Maratha quota: Devendra Fadnavis has little legroom to oblige community as 2019 elections may prove to be a litmus test
The Maharashtra chief minister wouldn’t have much autonomy because Maharashtra is a dicey state in so far as the 2019 Lok Sabha and then the Assembly elections are concerned because anything done or not done has to fit the matrix that Amit Shah is developing.
When NT Rama Rao, the Telugu cine star won the 1983 elections to the erstwhile Andhra Pradesh, one essential factor, apart from Telugu pride, was the backward classes (BC) backlash against what they thought was too much attention to the SCs and STs while BCs were side-lined.
Would Maharashtra chief minister Devendra Fadnavis develop that kind of a strategy — mind you, in the early 1980s of Andhra Pradesh, it happened naturally without politicians even talking much about the BC grievances indicating the simmering caste divides — to beat back the Maratha clamour for quotas? The jury would be out on this in thee party backrooms already for the polls are quite close for comfort.
He wouldn’t have much autonomy because Maharashtra is a dicey state in so far as the 2019 Lok Sabha and then the Assembly elections are concerned because anything done or not done has to fit the matrix that Amit Shah is developing. It has to been seen if Fadnavis takes a chance and persuades Shah.
On the face of it, ignoring about a third of the population of a state to bind together the others into a phalanx of voters favourable to the Bharatiya Janata Party (BJP) is electorally risky. In a state where majority of cooperatives are controlled mostly by Marathas, a new poll-related social engineering could be tough. It needs time to fashion.
In so far as the demands of the Maratha Kranti Morcha is concerned, two of its demands have already been met – prosecution of the rapists of Kopardi and their punishment, and the Supreme Court disallowing "instant arrest: of people against whom complaints are filed for crimes under the Scheduled Castes and Scheduled Tribes (Prevention of Atrocities) Act of 1989, or the SC-ST Act.
The community is aware that the matter of 16 percent reservation for them had been stayed by the court, is now being studied by a Commission as suggested by the Bombay High Court to fix the numbers, and any action by the Maharashtra government could be contemptuous of the court. Fadnavis has spoken of this fact.
If the state went ahead with filling up some 72,000 posts in a mass drive, he has assured, there would still be room for finding the community youth jobs to meet the 16 percent demand. He cannot opt for an ordinance and attract the ire of the courts. The state’s plea in the apex court against the earlier high court order did not succeed.
It is in this background that we need to see the sudden revival of demand for the quota and its escalation to a violence of the kind comes as a surprise. Suicides, arson, massive public disorder was not expected of the agitators who held 58 silent morchas across the state. They were the much-lauded orderly agitators, never been seen or heard of before, and spread over much of a year.

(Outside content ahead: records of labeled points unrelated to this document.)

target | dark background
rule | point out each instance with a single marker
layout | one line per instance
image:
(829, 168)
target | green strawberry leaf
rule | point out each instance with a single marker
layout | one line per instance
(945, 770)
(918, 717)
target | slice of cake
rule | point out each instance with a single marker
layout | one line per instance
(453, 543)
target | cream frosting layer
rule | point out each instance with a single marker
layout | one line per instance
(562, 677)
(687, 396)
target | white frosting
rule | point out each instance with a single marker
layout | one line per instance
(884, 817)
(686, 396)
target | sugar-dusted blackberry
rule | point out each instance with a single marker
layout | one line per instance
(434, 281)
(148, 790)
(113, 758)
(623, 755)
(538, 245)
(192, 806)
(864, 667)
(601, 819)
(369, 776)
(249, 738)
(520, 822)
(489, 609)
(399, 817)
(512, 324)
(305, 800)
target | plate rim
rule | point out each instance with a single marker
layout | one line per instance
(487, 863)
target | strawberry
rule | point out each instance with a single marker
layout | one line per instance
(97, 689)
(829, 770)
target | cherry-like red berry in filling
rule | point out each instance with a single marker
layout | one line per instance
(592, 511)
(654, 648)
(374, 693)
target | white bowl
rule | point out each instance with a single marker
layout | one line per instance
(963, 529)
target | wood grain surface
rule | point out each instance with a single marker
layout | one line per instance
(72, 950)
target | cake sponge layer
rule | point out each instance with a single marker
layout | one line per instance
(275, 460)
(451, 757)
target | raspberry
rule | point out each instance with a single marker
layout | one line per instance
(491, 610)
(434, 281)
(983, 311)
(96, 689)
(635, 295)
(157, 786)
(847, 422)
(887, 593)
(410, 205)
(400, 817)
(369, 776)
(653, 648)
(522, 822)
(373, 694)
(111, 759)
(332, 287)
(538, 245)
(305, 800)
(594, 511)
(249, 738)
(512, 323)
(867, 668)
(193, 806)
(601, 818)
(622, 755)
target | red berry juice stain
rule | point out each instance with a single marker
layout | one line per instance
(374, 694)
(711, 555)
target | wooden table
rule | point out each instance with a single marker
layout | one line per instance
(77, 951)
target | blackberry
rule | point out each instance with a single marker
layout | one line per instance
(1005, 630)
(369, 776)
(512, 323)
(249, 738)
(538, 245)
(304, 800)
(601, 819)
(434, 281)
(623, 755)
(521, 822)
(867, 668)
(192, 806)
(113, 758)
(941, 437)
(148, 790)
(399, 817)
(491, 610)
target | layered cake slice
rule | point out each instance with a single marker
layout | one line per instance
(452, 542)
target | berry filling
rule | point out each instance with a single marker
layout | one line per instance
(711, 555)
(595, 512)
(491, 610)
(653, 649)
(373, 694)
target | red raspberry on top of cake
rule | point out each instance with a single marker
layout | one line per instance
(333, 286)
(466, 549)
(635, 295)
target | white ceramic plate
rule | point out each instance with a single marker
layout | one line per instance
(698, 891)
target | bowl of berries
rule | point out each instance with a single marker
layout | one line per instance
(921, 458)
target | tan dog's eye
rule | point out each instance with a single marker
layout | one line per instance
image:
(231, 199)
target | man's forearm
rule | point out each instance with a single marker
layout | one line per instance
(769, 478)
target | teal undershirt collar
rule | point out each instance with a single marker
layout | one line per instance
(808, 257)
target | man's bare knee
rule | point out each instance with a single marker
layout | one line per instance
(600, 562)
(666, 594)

The point is that the Commission has been set up and is apparently not in the line to receive data on backwardness without which, no progress could be made. Even the demanded ordinance on quotas would wend its way to the court ultimately. The immediate provocation, if any, for the restart of the stir in a violent way, remains a mystery. The resignation of MLAs should now give us an idea of how it is getting political from what was essentially a socio-economic issue.
Such a massive arrangement including T-shirts, caps, mobilisation of volunteers etc. does cost money and the suspicion that political parties excluding BJP may have covertly supported it, does remain. Despite the intense clamour for quotas among them, it could not necessarily have been a simple WhatApp mobilisation. This, of course, is rubbished by the Maratha Kranti Morcha. But even established political parties, including those in power, struggle to ensure good attendance at rallies.
Many non-BJP leaders had been seen at many of the silent morchas, walking behind people they would otherwise have led – a strange spectacle indeed – does eloquently express their support for the cause. Now the Congress has demanded a special session of the legislature on this matter, and NCP has said that together, all quotas could go as high as 70 percent.
The sudden burst of violence, so intense that despite the bandh being called off at 3 pm, the violence did persist till the evening should imply two possibilities. One, after the long break from mobilisation, the agitators’ communication network has broken down, and two, the likely covert but different involvement of political parties in stoking the fire.
That the elections are just around the corner, that the Shiv Sena, despite abstaining from the no-trust debate and vote in Lok Sabha continues to be a serious thorn in the flesh, that the other political parties are unsure of the BJP-Sena relationship’s existence or even contours for the next year’s poll does raise suspicion that street level politics has been brought to life.
Fadnavis has his task cut out. Whatever he does would either be brave or foolhardy, depending on the impact it has on the 2019 elections. He does not seem to have much room, and that elders like Sharad Pawar who do have influence among the Marathas – Pawar is not limited to Marathas – aren’t helping. They are not even thinking of mediating to sort out a sticky problem, because, at the end of the day, all of them play politics.